Harpago chiragra is the second largest of the Strombidae in the Marshalls, second only to Lambis truncata. It is common on both lagoon and seaward reefs, including the large flat-topped lagoon pinnacles. They are typically on sand or rubble, or sometimes on hard substrate. Adults are nearly always seen paired, with a large female accompanied by one, or rarely, a couple of smaller males.

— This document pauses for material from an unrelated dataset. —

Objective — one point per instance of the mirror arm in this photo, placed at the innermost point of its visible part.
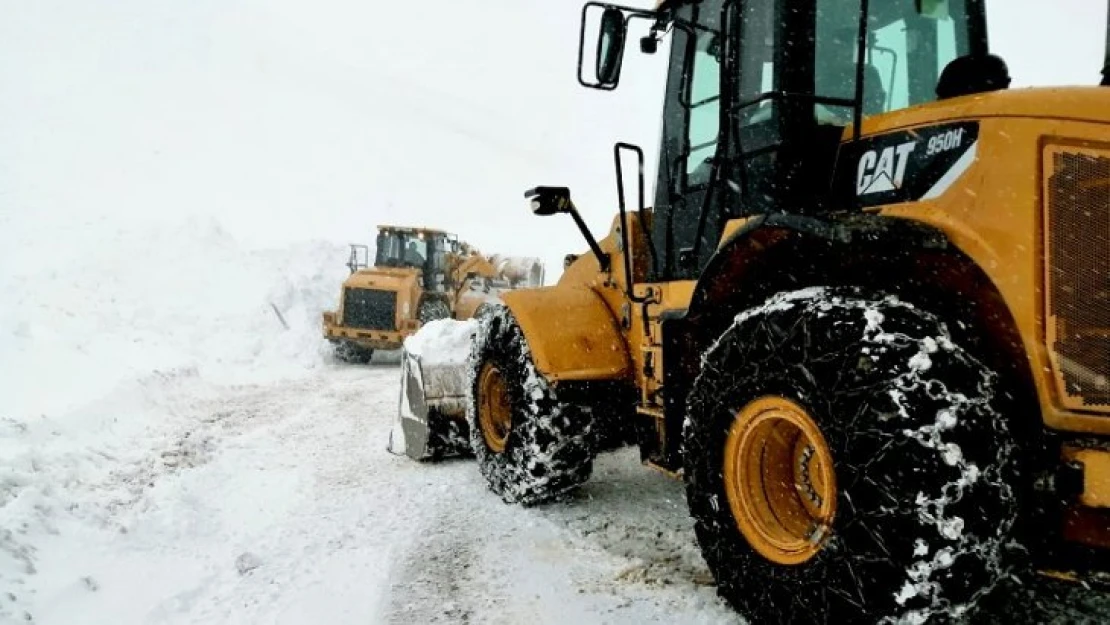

Like the large Lambis truncata, this species is protected (at least where divers from Kwajalein are concerned), although the initial protection recommendations from Fish & Wildlife and the Kwajalein Army regulations on the issue both misidentified it as Lambis scorpius, a very different and much smaller species. More comments about this under L. truncata. The individual in the first two photos below had unusually long and recurved "fingers."
The eyeballs peek out over the opeculum in this aperture view.
Juveniles have thin outer lips on the shell and lack the fingers.
Here the green proboscis bearing the mouth can be seen between the two eye stalks in this juvenile specimen.
As the fingers develop, they remain hollow for a while until they eventually fill in.
The specimen below was putting down an egg mass, seen as the whitish sandy area just to the right of the shell. Like some of the other Strombidae species, H. chiragra mixes up its eggs in a sand and mucus slurry the holds together while the eggs develop. What surprised me is that this female is still rather young, with fingers that have not completely filled out.
Here's another young one getting ready to flip.
This poor beast's shell was completed coated with stinging fire coral, Millepora. I suspect it must have hurt to even put its eyes out the anterior channels in the shell.